In a fittingly incendiary conclusion, Žižek stages another eternal return to the dialectic. Instead of reading history dialectically, as we were taught by Marx, should we not rather read dialectics itself historically, recognising that its various transformations are applicable to different stages of the class struggle? And then Badiou pops up, urging us to forsake the destructive fury of negativity for a positive vision, against which present social and political convulsions can be measured, exactly what isn't available in the inarticulate post-political universe. Like a man possessed with the spirit of decluttering, Žižek throws that out, along with the idea of political development as a series of historical stages – there is no higher stage to which we are always about to move up, only the present lower stage in which we flounder about – and the bourgeois principle of equality, already exposed as a false idol by Marx and Engels, but still living on a radioactive half-life in the protocols of appalled liberalism.

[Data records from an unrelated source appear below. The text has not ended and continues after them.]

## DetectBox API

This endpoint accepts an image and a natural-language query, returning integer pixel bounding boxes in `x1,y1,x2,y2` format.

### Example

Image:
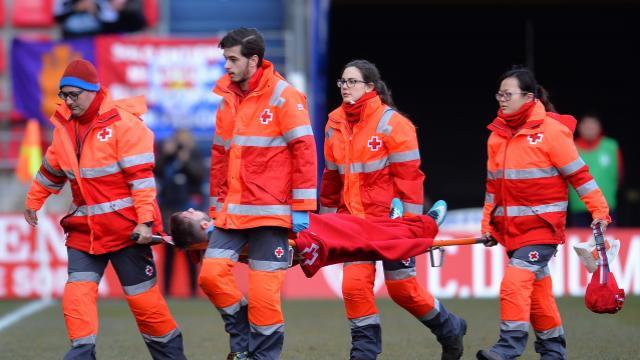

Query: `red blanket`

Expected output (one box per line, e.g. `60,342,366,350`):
295,213,437,278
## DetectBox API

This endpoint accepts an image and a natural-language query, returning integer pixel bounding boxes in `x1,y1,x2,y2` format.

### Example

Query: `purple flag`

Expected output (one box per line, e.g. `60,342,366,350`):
11,37,95,124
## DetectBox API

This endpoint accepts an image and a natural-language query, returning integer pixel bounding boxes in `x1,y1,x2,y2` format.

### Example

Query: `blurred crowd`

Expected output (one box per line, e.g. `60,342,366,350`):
54,0,147,38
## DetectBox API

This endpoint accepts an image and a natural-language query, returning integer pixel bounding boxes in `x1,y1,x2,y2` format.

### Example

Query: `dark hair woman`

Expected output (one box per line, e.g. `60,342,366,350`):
476,67,611,360
320,59,467,360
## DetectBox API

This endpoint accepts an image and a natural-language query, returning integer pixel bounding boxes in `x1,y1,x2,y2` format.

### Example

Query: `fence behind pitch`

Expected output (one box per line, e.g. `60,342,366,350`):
0,213,638,299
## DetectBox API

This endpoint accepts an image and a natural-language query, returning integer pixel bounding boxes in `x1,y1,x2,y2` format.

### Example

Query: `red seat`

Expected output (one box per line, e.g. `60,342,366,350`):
0,0,5,27
143,0,159,28
12,0,54,28
0,38,4,74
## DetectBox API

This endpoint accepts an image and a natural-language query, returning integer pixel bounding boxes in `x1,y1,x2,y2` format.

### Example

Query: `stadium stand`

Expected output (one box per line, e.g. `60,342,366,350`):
11,0,55,28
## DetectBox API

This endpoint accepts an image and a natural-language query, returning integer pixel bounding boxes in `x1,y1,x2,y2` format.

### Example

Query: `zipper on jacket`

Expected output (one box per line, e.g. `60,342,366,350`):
75,122,96,161
333,121,353,213
499,127,534,244
72,113,118,254
500,136,511,242
345,118,368,215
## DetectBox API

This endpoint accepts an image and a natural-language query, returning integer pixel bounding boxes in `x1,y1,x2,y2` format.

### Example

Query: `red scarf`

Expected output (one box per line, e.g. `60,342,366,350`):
342,91,378,123
497,100,535,131
229,67,264,100
65,89,105,156
73,88,105,124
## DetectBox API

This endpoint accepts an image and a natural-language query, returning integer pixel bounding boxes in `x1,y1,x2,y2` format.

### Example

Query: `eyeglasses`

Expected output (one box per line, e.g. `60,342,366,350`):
495,91,530,101
337,78,368,88
58,90,85,102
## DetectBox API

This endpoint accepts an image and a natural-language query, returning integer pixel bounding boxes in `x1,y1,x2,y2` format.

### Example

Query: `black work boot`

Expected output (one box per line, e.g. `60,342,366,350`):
476,349,505,360
440,318,467,360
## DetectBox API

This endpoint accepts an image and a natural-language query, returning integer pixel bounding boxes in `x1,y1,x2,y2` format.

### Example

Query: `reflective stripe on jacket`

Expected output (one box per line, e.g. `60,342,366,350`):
320,95,424,218
209,60,317,229
481,102,610,251
26,92,162,254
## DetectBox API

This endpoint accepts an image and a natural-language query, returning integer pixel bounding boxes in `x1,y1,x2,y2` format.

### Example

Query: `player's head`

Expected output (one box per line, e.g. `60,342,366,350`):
169,208,212,249
219,27,265,83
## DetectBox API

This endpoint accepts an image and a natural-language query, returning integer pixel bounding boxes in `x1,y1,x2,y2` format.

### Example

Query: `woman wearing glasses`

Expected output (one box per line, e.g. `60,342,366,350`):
476,67,610,360
319,59,467,360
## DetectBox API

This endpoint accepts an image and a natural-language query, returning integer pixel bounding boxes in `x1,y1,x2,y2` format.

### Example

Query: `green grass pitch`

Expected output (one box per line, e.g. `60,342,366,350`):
1,297,638,359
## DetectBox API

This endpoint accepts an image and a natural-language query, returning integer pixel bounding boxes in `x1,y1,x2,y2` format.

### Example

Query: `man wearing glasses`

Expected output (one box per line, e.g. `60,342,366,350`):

Suffering, Žižek concludes bracingly, is not a life-lesson, as postwar existentialism thought, an educative experience through which we must pass on the way to becoming whole men and women, but is strictly useless and pointless, something to be survived only. This insight is hardly new, but bears repeating in all ages. For every humanist idiot claiming that there is something of value to be salvaged from the greatest adversity, even Auschwitz, there is already a Schopenhauer, a Beckett, an Adorno – a Shakespeare, for that matter – to read the indictment. History is not a reclamation process, but something like Hegel's slaughterbench or Marx's nightmare, from which human self-realisation might emerge only if we can perceive and exploit its disparities.
The book is written with Žižek's characteristic mix of minutely detailed philosophical analysis, film synopses, anecdotes and jokes. He remains one of the world's most brilliant expositors of Hegel, and a devoted apostle of Jacques Lacan, and there is rather more of the latter than the former this time out. As Terry Eagleton observed in a Guardian review, Žižek has made a virtue of being interested in everything, which is not always the best literary strategy. Followers will note that the move to Bloomsbury from Verso, his longstanding publisher of serious theory, has not resulted in the detailing of a junior editor to cut-and-paste all the superfluous definite articles into the gaps where they are conspicuously missing, but it would make the text sound less like him if they did.
The spectral absence throughout, however, is Theodor Adorno. He does crop up evanescently here and there, but the notions of a lack of correspondence at the heart of representational systems, the historical morphologies of the dialectical process, and the thoroughgoing refusal of the existentialist account of suffering, as compared with those of Kafka and Beckett, are geological layers of the Frankfurt master's work. In the formative days of his academic career in the late 1970s, Žižek undertook an intensive engagement with the work of the Frankfurt School and its late-Marxist critique of ideology, but then a period of study under Lacan in Paris shifted his perspectives in a psychoanalytic direction. Might one suggest that a book-length study of Adorno's negative dialectics from Žižek might now seem fresher and more fruitful than another rehearsal of the formulas of sexuation?
In the meantime, he remains a Dionysian figure, rancorous and playful by turns, permanently transmutative, obligingly noxious to liberals and credal Marxists alike. His recent intervention in the US presidential election, in which he declared that he would have voted for Trump against the continuity candidate of a degraded political establishment, produced exactly the mixture of dull-witted indignation and dismissive incredulity in which nearly all contemporary political consciousness is now stuck fast. Be he ever so repellent to mainstream reasonableness as Marmite, or as thinly spread, Žižek is still a virtuoso of subversion.